The strength of bond of the laminate must be sufficient to withstand handling during
subsequent operations in the garment manufacturing process as well as the flexing
which takes place in wear.
Fusing must takes place without either strike-through or strike back occurring. When
the softened adhesive resin is pressed into the garment fabric, it is important that it
does not go right through to the face side of that fabric, and that it does not go back
to the outside of the interlining base cloth.
The fusing process must not cause thermal shrinkage in the outer fabric. Fusing
commonly takes place at around 150oc and at this temperature many fabrics may
subject to thermal shrinkage.
A further possible effect of the heat of the fusing process is that of dye sublimation.
Fabrics may change colour to a level which is unacceptable and in a way which
causes a miss-match between the fused and infused parts of the garment.

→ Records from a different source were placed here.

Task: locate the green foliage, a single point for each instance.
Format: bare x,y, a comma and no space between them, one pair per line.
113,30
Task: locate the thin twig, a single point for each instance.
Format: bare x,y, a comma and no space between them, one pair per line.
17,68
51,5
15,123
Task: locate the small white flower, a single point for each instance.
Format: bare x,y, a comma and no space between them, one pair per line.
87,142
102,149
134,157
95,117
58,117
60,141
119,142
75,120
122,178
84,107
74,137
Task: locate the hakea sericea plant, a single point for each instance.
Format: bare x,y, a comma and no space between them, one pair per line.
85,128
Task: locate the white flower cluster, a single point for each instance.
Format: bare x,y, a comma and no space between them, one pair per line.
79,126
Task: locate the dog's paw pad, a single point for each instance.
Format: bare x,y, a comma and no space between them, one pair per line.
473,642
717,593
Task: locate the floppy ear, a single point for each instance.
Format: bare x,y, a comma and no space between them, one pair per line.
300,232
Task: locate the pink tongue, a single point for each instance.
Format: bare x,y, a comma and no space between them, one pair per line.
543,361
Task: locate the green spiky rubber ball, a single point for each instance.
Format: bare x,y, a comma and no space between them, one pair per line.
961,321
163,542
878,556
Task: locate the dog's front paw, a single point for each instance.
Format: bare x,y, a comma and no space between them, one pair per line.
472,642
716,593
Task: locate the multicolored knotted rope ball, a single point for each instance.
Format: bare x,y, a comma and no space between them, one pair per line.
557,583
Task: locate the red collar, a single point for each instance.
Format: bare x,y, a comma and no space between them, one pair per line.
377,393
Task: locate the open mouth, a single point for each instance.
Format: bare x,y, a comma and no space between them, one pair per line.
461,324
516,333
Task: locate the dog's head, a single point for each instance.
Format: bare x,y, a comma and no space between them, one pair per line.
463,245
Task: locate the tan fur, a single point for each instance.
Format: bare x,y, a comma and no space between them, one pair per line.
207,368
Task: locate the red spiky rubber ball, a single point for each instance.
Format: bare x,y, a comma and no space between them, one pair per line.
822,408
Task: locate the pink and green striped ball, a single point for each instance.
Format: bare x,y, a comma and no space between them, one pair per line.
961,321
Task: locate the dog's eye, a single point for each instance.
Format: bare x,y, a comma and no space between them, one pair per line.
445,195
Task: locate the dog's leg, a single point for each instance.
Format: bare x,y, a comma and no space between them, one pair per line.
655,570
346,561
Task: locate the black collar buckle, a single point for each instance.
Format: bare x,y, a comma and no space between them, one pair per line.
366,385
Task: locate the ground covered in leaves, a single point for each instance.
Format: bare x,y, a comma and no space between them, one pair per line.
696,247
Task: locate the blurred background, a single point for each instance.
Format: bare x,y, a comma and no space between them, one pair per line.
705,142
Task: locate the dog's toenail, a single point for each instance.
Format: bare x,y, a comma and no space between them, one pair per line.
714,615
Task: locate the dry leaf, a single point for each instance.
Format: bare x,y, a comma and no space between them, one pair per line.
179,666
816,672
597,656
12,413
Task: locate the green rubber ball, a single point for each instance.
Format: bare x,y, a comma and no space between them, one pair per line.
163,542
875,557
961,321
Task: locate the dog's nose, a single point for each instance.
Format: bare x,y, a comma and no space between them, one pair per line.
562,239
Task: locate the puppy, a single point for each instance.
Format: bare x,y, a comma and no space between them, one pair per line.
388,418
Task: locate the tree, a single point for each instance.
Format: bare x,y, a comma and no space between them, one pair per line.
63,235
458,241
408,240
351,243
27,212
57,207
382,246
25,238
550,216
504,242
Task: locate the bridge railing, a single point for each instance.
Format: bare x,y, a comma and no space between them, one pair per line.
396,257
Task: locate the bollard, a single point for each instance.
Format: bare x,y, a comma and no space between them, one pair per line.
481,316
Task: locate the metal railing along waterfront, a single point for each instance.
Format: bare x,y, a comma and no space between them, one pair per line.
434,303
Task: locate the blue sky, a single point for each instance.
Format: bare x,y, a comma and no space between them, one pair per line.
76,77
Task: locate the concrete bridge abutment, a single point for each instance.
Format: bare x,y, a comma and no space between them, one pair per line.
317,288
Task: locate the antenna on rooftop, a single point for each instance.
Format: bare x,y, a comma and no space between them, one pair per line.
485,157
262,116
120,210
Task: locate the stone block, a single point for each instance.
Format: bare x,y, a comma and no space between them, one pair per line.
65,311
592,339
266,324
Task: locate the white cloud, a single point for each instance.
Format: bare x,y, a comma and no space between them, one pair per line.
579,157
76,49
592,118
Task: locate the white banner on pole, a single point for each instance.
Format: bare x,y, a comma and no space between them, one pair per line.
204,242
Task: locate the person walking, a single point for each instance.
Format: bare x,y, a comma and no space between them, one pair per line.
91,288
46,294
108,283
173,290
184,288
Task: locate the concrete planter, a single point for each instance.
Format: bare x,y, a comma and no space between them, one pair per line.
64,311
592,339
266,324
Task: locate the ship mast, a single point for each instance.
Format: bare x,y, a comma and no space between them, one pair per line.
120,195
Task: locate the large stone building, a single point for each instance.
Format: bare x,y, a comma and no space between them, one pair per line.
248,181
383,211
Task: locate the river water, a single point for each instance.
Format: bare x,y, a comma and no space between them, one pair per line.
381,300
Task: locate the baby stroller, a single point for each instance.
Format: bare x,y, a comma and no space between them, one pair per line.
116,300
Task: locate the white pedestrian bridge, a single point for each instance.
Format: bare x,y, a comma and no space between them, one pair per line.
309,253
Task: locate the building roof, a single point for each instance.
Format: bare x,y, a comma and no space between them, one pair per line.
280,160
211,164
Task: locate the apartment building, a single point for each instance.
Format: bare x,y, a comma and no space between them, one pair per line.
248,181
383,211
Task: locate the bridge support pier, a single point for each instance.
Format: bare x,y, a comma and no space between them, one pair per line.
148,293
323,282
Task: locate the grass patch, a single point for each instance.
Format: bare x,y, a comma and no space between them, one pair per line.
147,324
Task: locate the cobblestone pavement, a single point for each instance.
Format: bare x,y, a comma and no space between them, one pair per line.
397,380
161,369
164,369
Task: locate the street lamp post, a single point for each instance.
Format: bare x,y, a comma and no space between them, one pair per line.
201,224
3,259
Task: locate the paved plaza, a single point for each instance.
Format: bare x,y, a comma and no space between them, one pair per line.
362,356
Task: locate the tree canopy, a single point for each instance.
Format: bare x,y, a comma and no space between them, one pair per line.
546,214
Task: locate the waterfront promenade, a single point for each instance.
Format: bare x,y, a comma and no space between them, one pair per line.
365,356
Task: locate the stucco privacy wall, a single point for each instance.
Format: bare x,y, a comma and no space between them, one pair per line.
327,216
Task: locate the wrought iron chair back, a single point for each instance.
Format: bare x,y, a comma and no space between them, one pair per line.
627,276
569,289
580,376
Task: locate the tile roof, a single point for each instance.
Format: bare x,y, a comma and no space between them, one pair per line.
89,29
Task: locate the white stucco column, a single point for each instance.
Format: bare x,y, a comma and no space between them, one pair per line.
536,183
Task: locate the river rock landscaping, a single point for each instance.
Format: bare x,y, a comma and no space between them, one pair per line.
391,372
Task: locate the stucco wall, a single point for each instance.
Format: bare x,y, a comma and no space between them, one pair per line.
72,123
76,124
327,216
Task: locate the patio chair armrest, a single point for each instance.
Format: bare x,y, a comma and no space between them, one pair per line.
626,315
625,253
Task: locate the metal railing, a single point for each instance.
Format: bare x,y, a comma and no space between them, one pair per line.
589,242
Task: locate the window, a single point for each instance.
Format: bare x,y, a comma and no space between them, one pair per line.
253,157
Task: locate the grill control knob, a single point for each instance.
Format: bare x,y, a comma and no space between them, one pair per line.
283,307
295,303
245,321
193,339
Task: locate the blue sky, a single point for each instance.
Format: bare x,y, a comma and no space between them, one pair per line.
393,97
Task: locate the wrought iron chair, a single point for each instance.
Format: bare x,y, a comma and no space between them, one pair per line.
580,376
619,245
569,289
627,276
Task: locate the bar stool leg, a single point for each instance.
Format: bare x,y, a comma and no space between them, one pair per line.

Since the fusing process involves pressure, there is a risk that pile fabrics may be
subject to crushing during fusing.
Where shower proof fabrics are fused, there is a possibility that the presence of a
fused interlining in the garment may wick water through the fabric in the fused areas
while the infused areas remain satisfactorily shower proofed. Water resistant
interlinings have been developed for these situations.
Various Fusing Equipment
The equipment used for fusing can be divided into:
Specialized fusing presses: A number of different types of fusing press have been
developed over the years, providing control of the heat and pressure applied to the
garment part and providing for fusing to takes place on flat sections of garments that
have not yet been sewn. In many companies, such fusing presses are sited in the
cutting room and the fusing operation takes place before transferring the garments
to the sewing room. Fusing presses vary in the way they operate and these
differences affect both the quality of the fusing and productivity of the operation.
Flat bed fusing press: A diagram below shows the principle of operation of this type
of fusing press. It consists of two horizontal metal platens between which the fabric
and interlining laminate are sandwiched. In the simplest mode of operation, the
operator places the garment part face down on the lower platen places, the inter-
lining resin side down on the top of it in the correct position, and closes the press.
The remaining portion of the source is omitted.